First is in Europe, they have been, you know, three to four years ahead of us and treating obesity, and they've gone through a number of different reimbursement schemes. And for the countries that are covering obesity, they are they are they're sophisticated now after years of trying. And so, you see certain companies covering by phenotype, meaning pairing the right medication to the right patient, what determining what is driving that patient's disease and making sure they get the medication that's best suited to attack that underlying driver first, so there's not money wasted in the system. You see other company, other countries that have just focused more on the dollars where they want you to start with the least expensive medications before you start bringing onboard the more expensive medications in the US, we would call that step therapy.

In the US, we've seen a couple things. First, we've seen some of the closed healthcare systems offer all the products, but then do so in a way that is kind of a value-based system so that physicians know the price of the products that they're prescribing and can make good financial decisions at the same time, they're making good health care decisions. And those usually lead to great outcomes because every product is available. And there's one size, if there's one thing to take away is that one size does not fit all patients suffering from obesity, not a there's no chance that a single product is going to be a magic bullet that is going to solve obesity because obesity is a chronic multifactorial disease. That is when required, not just the products and the classes that we have in the market today. But a lot more in the future. And that's what we need.

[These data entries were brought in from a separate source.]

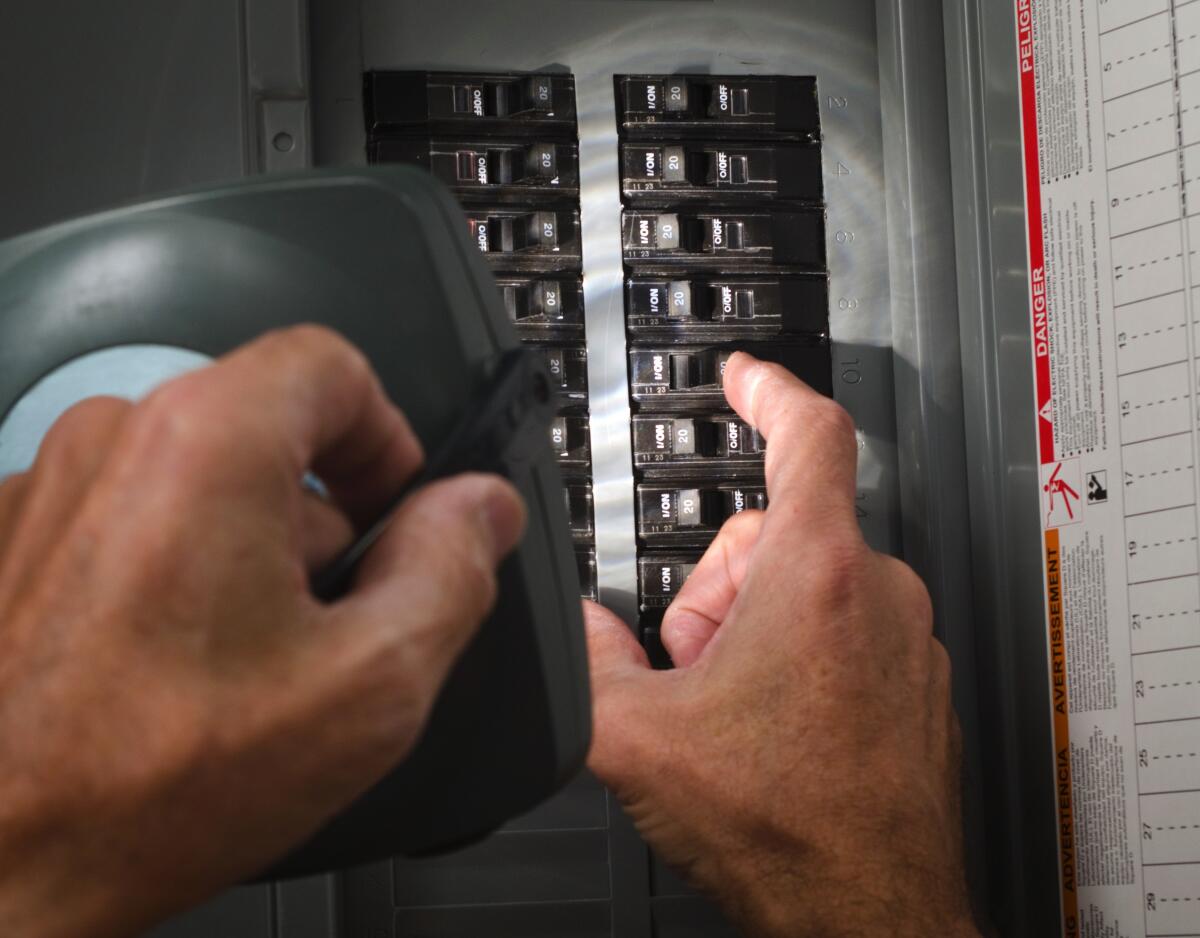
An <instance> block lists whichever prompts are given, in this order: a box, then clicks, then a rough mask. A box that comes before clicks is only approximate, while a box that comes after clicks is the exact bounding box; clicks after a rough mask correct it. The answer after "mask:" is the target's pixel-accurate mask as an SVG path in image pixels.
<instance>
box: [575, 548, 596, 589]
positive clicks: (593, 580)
mask: <svg viewBox="0 0 1200 938" xmlns="http://www.w3.org/2000/svg"><path fill="white" fill-rule="evenodd" d="M575 563H576V565H577V566H578V571H580V596H581V597H582V599H584V600H592V601H593V602H595V601H596V600H599V599H600V590H599V589H598V585H596V552H595V549H592V548H586V549H581V548H576V551H575Z"/></svg>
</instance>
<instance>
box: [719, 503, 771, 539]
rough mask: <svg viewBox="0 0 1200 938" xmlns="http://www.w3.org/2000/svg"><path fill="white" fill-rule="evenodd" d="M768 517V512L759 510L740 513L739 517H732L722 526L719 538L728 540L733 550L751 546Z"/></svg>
mask: <svg viewBox="0 0 1200 938" xmlns="http://www.w3.org/2000/svg"><path fill="white" fill-rule="evenodd" d="M766 517H767V512H764V511H761V510H758V509H746V510H745V511H739V512H738V513H737V515H732V516H730V518H728V519H727V521H726V522H725V523H724V524H722V525H721V530H720V531H719V534H718V536H719V537H721V539H722V540H726V541H727V542H728V545H730V546H731V547H733V548H740V547H746V546H750V545H751V543H754V541H756V540H757V537H758V533H760V531H761V530H762V523H763V519H764V518H766Z"/></svg>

We've seen, I think we've seen one real case of failure. And this is a very sad situation. In North Carolina, they made a great decision to start covering their state employees for obesity, for obesity care. And unfortunately, the I would assume the PBM that was associated with the employee’s coverage in their manufacture that was tied to the PBM offered discounts or rebates that were so attractive that they only allowed one or two medications to be used. And they were both the most expensive medications. Right. So, when you only have a will go up on formulary. One, you can't adequately, adequately treat the disease, because you need multiple classes and two, you're treating with by far the most expensive medication on the market. That's we've just as a society as a country, we've never taken that approach. We've never said, let's start with the most expensive medication and disease. And at the same time, let's exclude all of the least expensive medications that are in different classes that treat a different way. And we try that here in North Carolina for whatever reason, it failed miserably because North Carolina woke up and said, this is $100 million. One, we can't afford this, and two, we're going to pull back obesity coverage for all of our all of our state employees, and now they have access to a handful of older medications and maybe you know, one of the other controlled substances. But by and large, you know, we've got a situation where, you know, the wrong treatment scheme was used, cos ran while as a result, patients with obesity really don't have the coverage they need any longer in North Carolina. And that's, we can't make that mistake at a national level.